Chairman, Center for Liberal Strategies
PATRON EVENT: Imitation and Resentment: Making Sense of the Post-1989 World
About the Topic
In 2004, eight eastern European states joined the European Union, followed a few years later by Bulgaria, Romania, and Croatia. The EU had consolidated fragile democracies emerging from the fall of communism in 1989. Yet today Poland and Hungary are mired in legal disputes with the EU for their abuses of the rule of law. Krastev argues that the stark repudiation of liberalism stems from resentment at the post-1989 imperative to become Westernized. Hungary's Prime Minister Viktor Orbán hails his nation as an “illiberal democracy.” Foreign Affairs: "...during the past decade, Orbán has systematically dismantled democratic institutions, undermined the rule of law, eliminated constitutional checks and balances, hobbled independent media, and built a kleptocratic system rewarding cronies while sidelining critics.” He has drawn closer to Russia’s Vladimir Putin who “has made his country great again.” Why did the West, after winning the Cold War, lose its political balance? What is the future of the European Union? What are the implications for America in Europe’s politics of imitation and resentment?
About the Speaker
Political scientist Ivan Krastev is the chairman of the Center for Liberal Strategies in Sofia, Bulgaria, and a permanent fellow at the Institute for Human Sciences in Vienna, Austria.
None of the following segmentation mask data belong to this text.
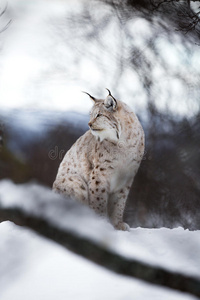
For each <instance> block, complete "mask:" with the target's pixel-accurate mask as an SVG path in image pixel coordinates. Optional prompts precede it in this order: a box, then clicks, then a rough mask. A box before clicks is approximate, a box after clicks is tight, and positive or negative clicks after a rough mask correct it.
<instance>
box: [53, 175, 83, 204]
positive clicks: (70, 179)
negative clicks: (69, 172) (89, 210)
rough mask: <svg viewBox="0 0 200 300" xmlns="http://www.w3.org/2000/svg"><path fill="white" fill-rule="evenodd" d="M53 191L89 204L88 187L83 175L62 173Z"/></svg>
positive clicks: (58, 177)
mask: <svg viewBox="0 0 200 300" xmlns="http://www.w3.org/2000/svg"><path fill="white" fill-rule="evenodd" d="M53 191H54V192H56V193H59V194H62V195H64V196H66V197H69V198H72V199H74V200H76V201H79V202H81V203H83V204H86V205H88V187H87V184H86V183H85V181H84V180H83V179H82V178H81V176H79V175H76V174H63V175H62V174H61V175H60V176H57V178H56V181H55V182H54V184H53Z"/></svg>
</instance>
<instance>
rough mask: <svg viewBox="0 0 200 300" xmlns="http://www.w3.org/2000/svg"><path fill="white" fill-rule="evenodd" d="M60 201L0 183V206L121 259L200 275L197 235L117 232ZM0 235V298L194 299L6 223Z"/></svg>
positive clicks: (191, 273) (165, 231) (56, 197)
mask: <svg viewBox="0 0 200 300" xmlns="http://www.w3.org/2000/svg"><path fill="white" fill-rule="evenodd" d="M63 200H64V199H63V198H62V197H60V196H58V195H54V194H53V193H52V192H51V191H50V190H49V189H48V188H45V187H42V186H39V185H37V184H35V183H30V184H20V185H16V184H14V183H12V182H11V181H9V180H3V181H0V207H12V206H15V207H17V206H20V207H22V208H23V209H24V210H25V211H26V212H31V213H32V214H36V215H40V214H41V215H44V216H45V218H47V219H49V220H51V222H52V223H54V224H56V225H57V226H60V227H62V228H63V227H64V228H68V229H70V230H74V231H76V232H78V233H79V234H81V235H84V236H87V237H89V238H91V239H95V240H96V241H98V242H99V243H101V244H103V245H104V246H105V247H107V248H109V249H112V250H113V251H116V252H118V253H120V254H123V255H125V256H128V257H134V258H137V259H139V260H142V261H146V262H148V263H151V264H154V265H155V264H156V265H160V266H162V267H165V268H167V269H171V270H176V271H179V272H182V273H187V274H190V275H197V276H200V270H199V263H200V238H199V237H200V231H193V232H190V231H189V230H183V229H182V228H176V229H173V230H170V229H167V228H161V229H146V228H135V229H131V231H130V232H119V231H115V230H114V229H113V228H112V226H111V225H110V224H108V222H107V221H105V220H102V219H99V218H98V217H97V216H96V215H95V214H94V213H93V212H92V211H90V210H89V209H87V208H86V207H82V206H79V205H77V204H75V203H74V202H70V201H66V200H65V202H64V201H63ZM66 202H67V203H66ZM54 204H55V205H54ZM53 212H54V213H55V212H56V213H55V214H53ZM0 237H1V238H0V257H1V258H2V257H3V259H1V260H0V299H1V300H13V299H15V300H25V299H29V300H32V299H34V300H35V299H37V300H40V299H41V300H43V299H48V300H51V299H52V300H53V299H57V300H63V299H73V300H79V299H81V300H85V299H94V300H98V299H99V300H100V299H113V300H118V299H119V300H121V299H126V300H129V299H137V300H143V299H148V300H151V299H152V300H155V299H159V300H160V299H162V300H165V299H166V300H179V299H194V297H192V296H189V295H187V294H182V293H178V292H174V291H172V290H170V289H165V288H161V287H157V286H153V285H149V284H146V283H144V282H142V281H139V280H134V279H130V278H127V277H123V276H119V275H116V274H114V273H112V272H110V271H107V270H106V269H104V268H101V267H99V266H97V265H95V264H93V263H91V262H89V261H87V260H85V259H83V258H81V257H79V256H77V255H75V254H73V253H71V252H70V251H68V250H66V249H64V248H62V247H61V246H59V245H57V244H56V243H54V242H52V241H49V240H47V239H45V238H42V237H40V236H39V235H37V234H36V233H34V232H32V231H31V230H28V229H25V228H20V227H18V226H16V225H14V224H12V223H11V222H8V221H7V222H3V223H1V224H0Z"/></svg>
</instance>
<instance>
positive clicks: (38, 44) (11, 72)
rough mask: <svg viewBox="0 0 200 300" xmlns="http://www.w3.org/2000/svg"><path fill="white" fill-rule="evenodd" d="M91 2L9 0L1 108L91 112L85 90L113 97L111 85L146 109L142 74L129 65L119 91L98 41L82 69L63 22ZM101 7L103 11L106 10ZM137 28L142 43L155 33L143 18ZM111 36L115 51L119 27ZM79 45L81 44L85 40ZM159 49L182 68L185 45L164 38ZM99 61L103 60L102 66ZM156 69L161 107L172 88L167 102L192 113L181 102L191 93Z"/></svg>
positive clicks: (157, 103) (170, 60)
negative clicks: (151, 35) (159, 95)
mask: <svg viewBox="0 0 200 300" xmlns="http://www.w3.org/2000/svg"><path fill="white" fill-rule="evenodd" d="M85 1H87V0H59V1H57V0H48V1H47V0H34V1H23V0H12V1H11V0H10V1H9V0H8V10H7V12H6V14H5V15H4V17H3V18H2V20H1V23H0V25H1V27H2V26H3V24H6V22H7V21H9V19H10V16H11V18H12V24H11V25H10V27H9V28H8V29H7V30H6V31H5V32H3V33H1V40H0V43H1V49H2V50H1V52H0V94H1V104H0V105H1V109H4V108H5V109H12V108H31V109H33V108H37V109H47V110H49V109H50V110H51V109H55V110H73V111H79V112H82V113H88V111H89V109H90V108H91V106H92V103H91V102H90V100H89V99H88V97H87V96H86V95H84V94H83V93H81V91H87V92H89V93H90V94H92V95H94V96H95V97H100V98H103V97H105V96H106V95H107V92H106V90H105V88H109V89H111V91H112V93H113V95H114V96H115V97H116V98H117V97H118V95H120V97H121V98H122V99H120V100H122V101H124V102H126V103H127V104H129V105H130V106H131V107H132V108H133V109H135V108H136V109H139V110H142V109H143V108H144V107H145V104H146V101H147V99H146V95H145V93H144V91H143V88H142V86H141V83H140V82H139V81H138V77H137V76H136V74H134V72H133V71H132V69H131V68H127V69H126V70H125V71H124V73H123V76H122V77H121V78H120V84H117V89H116V87H115V81H116V80H115V72H116V71H115V66H114V65H113V66H112V60H111V58H112V56H110V57H109V55H107V56H106V55H105V54H104V53H103V52H101V51H102V50H99V49H98V45H96V44H95V43H94V44H92V47H93V48H92V49H90V50H91V53H92V54H93V55H94V57H93V58H92V59H89V58H90V57H87V53H81V52H80V54H79V58H80V57H81V63H79V65H78V67H77V64H76V55H77V52H76V51H73V45H70V39H69V36H68V37H67V36H66V37H65V35H64V34H63V32H62V31H59V30H60V28H61V27H59V26H60V24H62V22H65V19H66V16H67V15H68V13H72V12H73V13H78V12H79V10H80V7H81V5H82V4H83V3H84V2H85ZM98 9H100V10H99V13H100V12H101V8H98ZM65 27H66V25H65ZM65 29H66V30H67V28H65ZM56 30H57V31H56ZM134 32H135V34H137V36H138V38H137V43H138V45H142V43H143V40H144V35H145V34H148V35H150V34H151V32H150V30H149V26H148V24H147V23H146V21H144V20H141V19H137V20H136V21H135V23H134ZM62 34H63V36H62ZM60 35H61V37H60ZM115 35H116V36H115ZM111 36H112V38H110V37H111ZM106 38H108V40H109V41H110V43H111V44H110V46H111V49H112V48H113V49H114V47H115V45H117V40H118V37H117V34H116V28H115V25H113V28H112V27H111V28H109V29H108V36H107V37H105V39H106ZM65 39H66V40H65ZM112 39H113V41H112ZM112 43H113V44H112ZM112 45H113V47H112ZM177 45H178V42H177ZM78 47H80V48H81V43H80V45H78ZM158 47H160V52H161V53H162V54H163V57H164V58H167V62H168V63H169V64H171V67H172V68H177V66H179V68H180V65H181V64H182V61H181V58H182V56H183V55H184V49H183V47H182V48H181V45H178V46H177V47H176V49H173V45H170V44H168V45H167V44H166V42H165V39H163V38H162V37H161V38H160V41H159V44H158ZM74 50H77V49H74ZM80 50H81V49H80ZM197 50H198V51H197V52H194V55H193V60H192V63H193V65H194V66H196V68H197V69H198V68H200V63H199V59H197V58H198V57H199V55H198V54H199V49H197ZM113 51H114V50H113ZM145 51H148V49H145ZM101 58H102V61H101ZM95 59H96V61H95ZM99 62H101V63H102V66H101V69H100V68H99V66H98V63H99ZM109 66H110V67H109ZM103 69H105V72H104V70H103ZM182 69H183V70H182V72H183V75H184V72H185V73H186V71H187V70H184V66H183V67H182ZM154 73H155V76H157V77H156V78H158V79H159V80H160V83H159V82H158V87H157V90H155V92H156V93H158V94H159V95H160V98H159V101H158V103H157V105H158V106H159V107H160V108H164V107H165V105H166V100H167V98H168V97H169V96H168V89H170V92H173V93H172V97H174V99H175V100H174V101H171V102H170V101H167V105H168V107H170V108H171V109H172V110H176V111H177V112H179V113H181V114H182V113H183V114H185V113H187V111H188V107H186V106H185V105H184V104H182V103H183V102H180V101H178V98H180V99H184V97H185V91H184V90H183V89H182V87H181V86H180V83H179V82H178V80H174V81H173V82H172V83H171V86H170V88H169V87H168V82H162V77H161V75H162V70H161V69H160V68H159V67H158V68H156V66H155V72H154ZM194 80H195V77H194ZM159 84H160V85H159ZM115 89H116V91H117V92H116V91H115ZM96 91H98V92H96ZM169 100H170V99H169ZM193 109H197V108H195V107H194V108H193Z"/></svg>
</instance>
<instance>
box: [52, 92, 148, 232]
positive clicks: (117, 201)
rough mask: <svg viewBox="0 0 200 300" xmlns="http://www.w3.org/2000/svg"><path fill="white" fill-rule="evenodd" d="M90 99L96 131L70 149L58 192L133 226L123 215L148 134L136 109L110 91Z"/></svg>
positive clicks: (90, 123) (59, 182) (59, 170)
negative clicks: (131, 185) (103, 98)
mask: <svg viewBox="0 0 200 300" xmlns="http://www.w3.org/2000/svg"><path fill="white" fill-rule="evenodd" d="M89 96H90V95H89ZM90 97H91V99H92V100H93V101H94V105H93V107H92V110H91V113H90V121H89V123H88V125H89V127H90V130H88V131H87V132H86V133H85V134H84V135H82V136H81V137H80V138H79V139H78V140H77V141H76V143H75V144H74V145H73V146H72V147H71V149H70V150H69V151H68V152H67V153H66V155H65V157H64V159H63V161H62V162H61V164H60V167H59V170H58V174H57V177H56V180H55V182H54V184H53V190H54V191H56V192H59V193H62V194H64V195H66V196H70V197H71V198H73V199H75V200H78V201H80V202H82V203H85V204H86V205H88V206H89V207H91V208H92V209H94V210H95V212H97V213H98V214H100V215H102V216H107V217H108V218H109V219H110V221H111V223H112V224H113V226H114V227H115V228H116V229H120V230H128V229H129V226H128V224H126V223H124V222H123V213H124V208H125V205H126V200H127V197H128V193H129V191H130V188H131V185H132V183H133V179H134V177H135V174H136V172H137V170H138V168H139V166H140V163H141V160H142V157H143V154H144V132H143V129H142V126H141V124H140V122H139V121H138V118H137V117H136V115H135V114H134V112H132V111H131V109H130V108H129V107H128V106H127V105H126V104H125V103H123V102H121V101H118V100H116V99H115V98H114V97H113V96H112V95H111V93H110V91H109V95H108V97H107V98H106V99H105V100H99V99H95V98H94V97H92V96H90Z"/></svg>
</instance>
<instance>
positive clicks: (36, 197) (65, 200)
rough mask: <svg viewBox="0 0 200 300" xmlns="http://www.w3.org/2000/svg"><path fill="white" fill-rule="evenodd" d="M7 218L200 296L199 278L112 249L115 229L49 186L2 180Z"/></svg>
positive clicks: (60, 240) (22, 224)
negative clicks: (12, 182) (150, 262)
mask: <svg viewBox="0 0 200 300" xmlns="http://www.w3.org/2000/svg"><path fill="white" fill-rule="evenodd" d="M6 220H9V221H12V222H14V223H15V224H17V225H20V226H24V227H28V228H30V229H32V230H34V231H35V232H37V233H38V234H40V235H42V236H44V237H46V238H48V239H50V240H53V241H55V242H56V243H58V244H60V245H62V246H64V247H66V248H67V249H70V250H71V251H73V252H74V253H76V254H78V255H81V256H83V257H84V258H87V259H89V260H91V261H93V262H95V263H97V264H98V265H100V266H103V267H105V268H107V269H109V270H112V271H114V272H116V273H118V274H122V275H125V276H130V277H133V278H138V279H141V280H144V281H146V282H149V283H151V284H157V285H161V286H165V287H169V288H172V289H175V290H178V291H182V292H187V293H190V294H192V295H195V296H197V297H200V279H198V278H195V277H194V276H190V275H185V274H181V273H178V272H174V271H171V270H167V269H165V268H163V267H161V266H157V265H152V264H149V263H146V262H143V261H140V260H138V259H135V258H132V257H127V256H125V255H122V254H121V253H119V251H116V250H114V249H113V248H114V247H113V244H114V242H113V241H114V239H113V234H112V233H113V231H114V230H113V229H112V228H111V226H110V225H109V224H106V222H105V221H104V220H100V219H99V218H98V217H97V216H95V215H94V213H93V212H92V211H90V210H89V209H88V208H86V207H83V206H81V205H79V204H78V203H74V202H72V201H71V200H70V199H68V200H66V199H64V198H62V197H60V196H59V195H55V194H53V193H52V192H51V191H50V190H48V189H47V188H44V187H41V186H38V185H36V184H30V185H21V186H16V185H14V184H13V183H11V182H10V181H2V182H1V183H0V221H1V222H2V221H6ZM101 226H102V227H103V229H101ZM105 230H107V232H106V233H105ZM128 234H129V233H128Z"/></svg>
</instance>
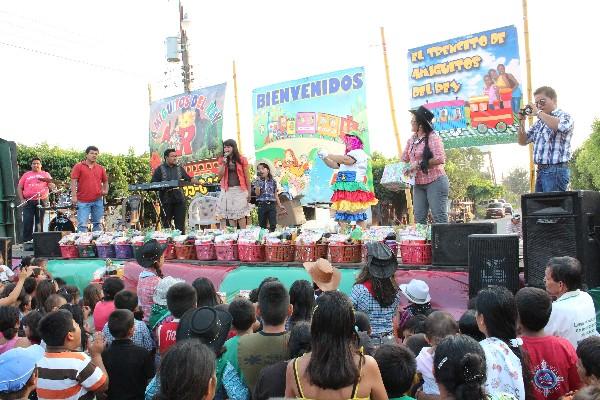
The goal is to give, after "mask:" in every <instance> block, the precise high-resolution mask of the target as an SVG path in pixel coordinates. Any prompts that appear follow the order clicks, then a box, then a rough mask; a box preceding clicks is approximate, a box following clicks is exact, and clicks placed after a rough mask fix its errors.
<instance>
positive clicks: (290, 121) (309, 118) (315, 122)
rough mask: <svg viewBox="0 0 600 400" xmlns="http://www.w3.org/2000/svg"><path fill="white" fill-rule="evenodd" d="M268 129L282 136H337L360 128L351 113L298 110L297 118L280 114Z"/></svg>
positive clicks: (296, 116)
mask: <svg viewBox="0 0 600 400" xmlns="http://www.w3.org/2000/svg"><path fill="white" fill-rule="evenodd" d="M268 129H269V133H270V134H275V135H280V136H283V135H285V136H294V135H304V134H309V135H310V134H312V135H322V136H330V137H332V138H337V137H344V136H345V135H346V134H347V133H348V132H351V131H353V130H358V122H356V121H354V120H353V118H352V116H351V115H347V116H345V117H338V116H337V115H332V114H326V113H320V112H298V113H296V116H295V118H290V117H287V116H284V115H282V116H280V117H279V118H278V119H277V120H276V121H272V122H270V123H269V126H268Z"/></svg>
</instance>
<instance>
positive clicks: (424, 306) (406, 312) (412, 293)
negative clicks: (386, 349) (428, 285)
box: [398, 279, 432, 332]
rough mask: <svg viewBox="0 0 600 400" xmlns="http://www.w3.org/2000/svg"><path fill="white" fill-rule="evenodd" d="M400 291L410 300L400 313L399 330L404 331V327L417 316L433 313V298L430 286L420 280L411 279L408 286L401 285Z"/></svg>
mask: <svg viewBox="0 0 600 400" xmlns="http://www.w3.org/2000/svg"><path fill="white" fill-rule="evenodd" d="M400 291H401V292H402V294H403V295H404V297H406V299H407V300H408V305H407V306H406V307H404V310H403V311H402V312H401V313H400V318H399V319H398V330H399V331H400V332H403V331H404V329H405V328H404V326H405V324H406V323H407V322H408V320H409V319H411V318H412V317H413V316H415V315H419V314H421V315H425V316H427V315H429V314H430V313H431V311H432V310H431V296H430V295H429V286H428V285H427V283H426V282H424V281H422V280H419V279H411V280H410V282H408V283H407V284H406V283H404V284H402V285H400Z"/></svg>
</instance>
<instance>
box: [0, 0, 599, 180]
mask: <svg viewBox="0 0 600 400" xmlns="http://www.w3.org/2000/svg"><path fill="white" fill-rule="evenodd" d="M183 5H184V9H185V10H186V12H187V13H188V17H189V19H190V21H191V22H190V28H189V30H188V36H189V38H190V52H191V57H192V64H193V65H194V69H193V71H194V78H195V81H194V82H193V84H192V88H199V87H204V86H210V85H214V84H218V83H223V82H227V84H228V89H227V93H226V98H225V107H224V114H223V118H224V125H223V138H224V139H226V138H235V137H236V119H235V104H234V95H233V79H232V76H233V74H232V62H233V61H234V60H235V61H236V66H237V85H238V101H239V114H240V124H241V132H242V146H241V147H242V150H243V152H244V153H246V154H248V155H252V154H253V151H254V144H253V138H252V90H253V89H255V88H258V87H261V86H266V85H270V84H274V83H278V82H282V81H287V80H293V79H299V78H303V77H306V76H311V75H317V74H321V73H326V72H330V71H336V70H341V69H346V68H352V67H359V66H364V67H365V68H366V88H367V109H368V124H369V132H370V141H371V148H372V150H375V151H379V152H382V153H383V154H384V155H386V156H394V155H396V142H395V140H396V139H395V136H394V131H393V127H392V118H391V108H390V103H389V100H388V93H387V83H386V78H385V68H384V62H383V51H382V45H381V36H380V29H379V28H380V27H384V29H385V38H386V43H387V53H388V61H389V70H390V78H391V86H392V93H393V96H394V104H393V106H394V109H395V114H396V117H397V120H398V127H399V131H400V136H401V139H402V145H403V146H404V144H405V142H406V140H407V139H408V137H409V135H410V131H409V129H410V116H409V113H408V112H406V110H407V109H408V107H409V96H410V93H409V88H408V72H407V71H408V64H407V58H406V54H407V51H408V49H411V48H416V47H420V46H423V45H427V44H430V43H435V42H439V41H443V40H447V39H451V38H454V37H458V36H463V35H468V34H471V33H475V32H481V31H486V30H491V29H494V28H499V27H502V26H507V25H516V27H517V30H518V32H519V45H520V54H521V68H522V71H521V73H520V76H522V77H523V80H525V77H526V72H525V65H526V62H525V49H524V38H523V13H522V1H521V0H506V1H503V2H496V3H492V2H489V3H487V2H486V3H482V2H481V1H478V0H454V1H452V2H449V1H442V0H429V1H427V2H403V1H389V0H388V1H381V0H371V1H368V2H367V1H354V0H345V1H341V0H327V1H322V0H321V1H315V0H304V1H285V2H282V1H271V0H268V1H260V0H257V1H253V2H249V1H231V0H221V1H216V2H205V1H189V0H188V1H183ZM594 7H595V6H594V3H593V2H592V3H590V2H586V1H583V0H572V1H571V2H569V6H568V7H567V6H565V3H564V2H559V1H557V0H529V1H528V14H529V38H530V48H531V53H530V54H531V70H532V80H531V84H532V87H533V88H534V89H535V88H536V87H539V86H543V85H549V86H552V87H553V88H554V89H555V90H556V91H557V93H558V103H559V107H561V108H563V109H564V110H565V111H567V112H569V113H571V114H572V115H573V117H574V119H575V121H576V122H575V134H574V136H573V142H572V143H573V145H574V147H577V146H580V145H581V144H582V143H583V141H584V140H585V138H586V137H587V136H588V135H589V134H590V132H591V124H592V122H593V120H594V119H595V118H600V107H598V101H597V100H595V99H594V97H593V96H594V94H596V93H599V92H600V81H598V80H594V79H586V78H585V76H584V75H586V74H588V73H589V72H588V71H590V70H592V69H593V68H595V67H596V66H598V65H600V55H599V53H598V52H597V51H595V50H593V48H595V47H596V46H595V45H593V44H591V40H592V39H593V37H592V36H590V31H591V30H590V27H593V26H596V24H597V17H596V16H597V13H596V12H595V11H594ZM178 29H179V15H178V9H177V2H176V1H173V0H171V1H167V0H105V1H102V2H98V1H88V0H78V1H74V0H56V1H52V2H48V1H42V0H35V1H30V0H4V1H2V2H0V60H2V69H1V70H0V71H1V73H0V90H1V95H0V112H1V116H2V125H0V138H3V139H6V140H14V141H17V142H18V143H24V144H28V145H31V144H35V143H40V142H48V143H49V144H53V145H58V146H60V147H64V148H75V149H84V148H85V147H86V146H88V145H90V144H94V145H96V146H98V147H99V148H100V151H107V152H112V153H124V152H126V151H127V150H128V149H129V148H133V149H134V151H135V152H136V153H138V154H141V153H143V152H145V151H147V150H148V118H149V99H150V96H149V95H151V98H152V99H154V100H157V99H160V98H164V97H168V96H172V95H175V94H178V93H181V92H183V87H182V84H181V82H180V79H181V76H180V72H181V71H180V70H179V67H180V64H173V63H167V62H166V57H165V54H166V52H165V45H164V41H165V38H166V37H168V36H176V35H177V34H178ZM149 85H150V87H151V90H150V92H149V90H148V87H149ZM165 86H166V87H165ZM524 87H526V86H525V85H524ZM484 150H491V151H492V155H493V162H494V167H495V171H496V176H497V179H498V180H500V179H501V176H502V175H503V174H507V173H508V172H509V170H511V169H512V168H515V167H523V168H528V165H529V158H528V150H527V148H526V147H520V146H518V145H517V144H507V145H497V146H491V147H489V148H485V149H484Z"/></svg>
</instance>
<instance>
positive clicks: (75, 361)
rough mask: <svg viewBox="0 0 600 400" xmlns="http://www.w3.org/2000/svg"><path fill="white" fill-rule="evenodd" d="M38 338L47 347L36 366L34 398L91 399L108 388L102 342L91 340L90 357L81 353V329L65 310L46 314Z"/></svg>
mask: <svg viewBox="0 0 600 400" xmlns="http://www.w3.org/2000/svg"><path fill="white" fill-rule="evenodd" d="M39 331H40V336H41V337H42V339H43V340H44V342H45V343H46V345H47V348H46V354H45V355H44V358H42V359H41V360H40V361H39V362H38V364H37V366H38V384H37V395H38V398H39V399H40V400H45V399H64V400H76V399H93V398H94V397H95V394H96V393H99V392H104V391H106V389H107V388H108V375H107V373H106V369H105V368H104V364H103V363H102V356H101V355H102V351H103V350H104V338H103V336H102V334H101V333H97V336H96V337H95V338H90V341H89V342H88V349H89V352H90V356H91V357H90V356H88V355H87V354H85V353H83V352H80V351H79V349H80V348H81V329H80V328H79V325H78V324H77V322H75V320H73V316H72V315H71V313H70V312H68V311H67V310H58V311H54V312H51V313H49V314H47V315H46V316H45V317H44V318H42V320H41V321H40V325H39Z"/></svg>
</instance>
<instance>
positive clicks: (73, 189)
mask: <svg viewBox="0 0 600 400" xmlns="http://www.w3.org/2000/svg"><path fill="white" fill-rule="evenodd" d="M98 154H99V151H98V148H97V147H96V146H88V148H87V149H85V159H84V160H83V161H81V162H79V163H77V164H75V166H74V167H73V170H72V171H71V201H72V203H73V205H77V231H78V232H87V225H88V220H89V218H90V215H91V216H92V224H93V227H92V230H94V231H101V230H102V224H101V221H102V217H103V216H104V199H103V196H106V195H107V194H108V177H107V175H106V170H105V169H104V167H102V166H101V165H100V164H98V163H97V162H96V160H97V159H98Z"/></svg>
A widely regarded expert on Balkan and European affairs, he is a founding board member of the European Council on Foreign Relations, a global board member of the Open Society Foundations, and serves on the Board of Trustees of The International Crisis Group. Krastev is an opinion writer for The New York Times and contributes to Foreign Policy. His latest book, with co-author Stephen Holmes, is The Light That Failed (Penguin 2019), exploring perils in the politics of imitation. The Financial Times views Krastev “among the most original thinkers about Europe’s future.”